Bei der Premiere der Produktion, die über die Probleme der kulturellen Integration in ganz Europa nachdenkt, sagte Präsident Gauck: „Mich fasziniert, dass ernsthafte, große Künstler, die in ganz Europa bekannt sind, hierher kommen; nicht zu den Stätten alter und prächtiger Kulturtempel, sondern mitten in dieser Landschaft, wo die Menschen sind.'
Während Großbritannien immer noch vom Ergebnis des jüngsten EU-Referendums taumelt, beginnen andere europäische Nationen sich der Möglichkeit bewusst zu werden, dass sie bald ihren eigenen politischen Aufständen gegenüberstehen könnten.
Auf die Frage nach der britischen Abstimmung für den Brexit im Juni sagte Simons Die Kunstzeitung dass 'die Entscheidung traurig ist, da sie bedeutet, dass wir nicht mehr zusammenhalten. Der Brexit ist vielleicht ein Protestvotum von Teilen der Gesellschaft wie den Arbeitslosen. Aber die EU hat Schwierigkeiten, da sie wirtschaftliche Argumente vorbringt, die nicht immer leicht zu verstehen sind.“
Weitere Veranstaltungen im diesjährigen Programm waren Manifesto, die Multiscreen-Filminstallation des deutschen Filmemachers Julian Rosefeldt. In der Hauptrolle des Projekts spielt die Schauspielerin Cate Blanchett, die in 13 Monologen mehr als 50 künstlerische Handlungsaufrufe kanalisiert, die sich auf Texte der Dadaistischen, Futuristischen und Fluxus-Schulen stützen.

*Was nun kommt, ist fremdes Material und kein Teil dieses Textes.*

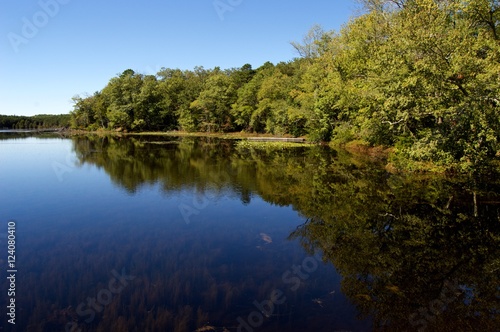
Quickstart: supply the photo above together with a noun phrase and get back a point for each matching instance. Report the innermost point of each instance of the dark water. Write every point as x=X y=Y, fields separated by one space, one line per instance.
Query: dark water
x=198 y=234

Well.Come im Herzen des Dortmunder Industriehafens ermöglichte den Besuchern, die Flüchtlingskrise in Bezug auf den Warenverkehr zu verstehen. Eine Reihe verwirrender Geräusche sowie Zahlen und Fakten zu Migration und Handel erzeugten ein Gefühl der Trennung zwischen dem Besucher und der umgebenden Landschaft.
Regisseur Ivo van Hove inszenierte auch eine Aufführung von The Things That Pass als Requiem, in der die Musik von Harry de Wit den Lauf der Zeit und die emotionale Sackgasse der Charaktere fast greifbar macht.
Die Produktion erforschte den bemerkenswerten literarischen Kanon von Louis Couperus – eine aufschlussreiche Überprüfung eines der bedeutendsten und komplexesten Schriftsteller Europas.

Mit 2017 als Simons letztem Jahr an der Spitze werden die Besucher des Festivals im nächsten Jahr den Höhepunkt der dreijährigen Mission des Regisseurs sehen, das deutsche Industriezentrum zu humanisieren. Auch wenn noch kein Programm bekannt gegeben wurde, bietet die Ruhrtriennale 2017 einige unübersehbare Auftritte und spannende Überraschungen.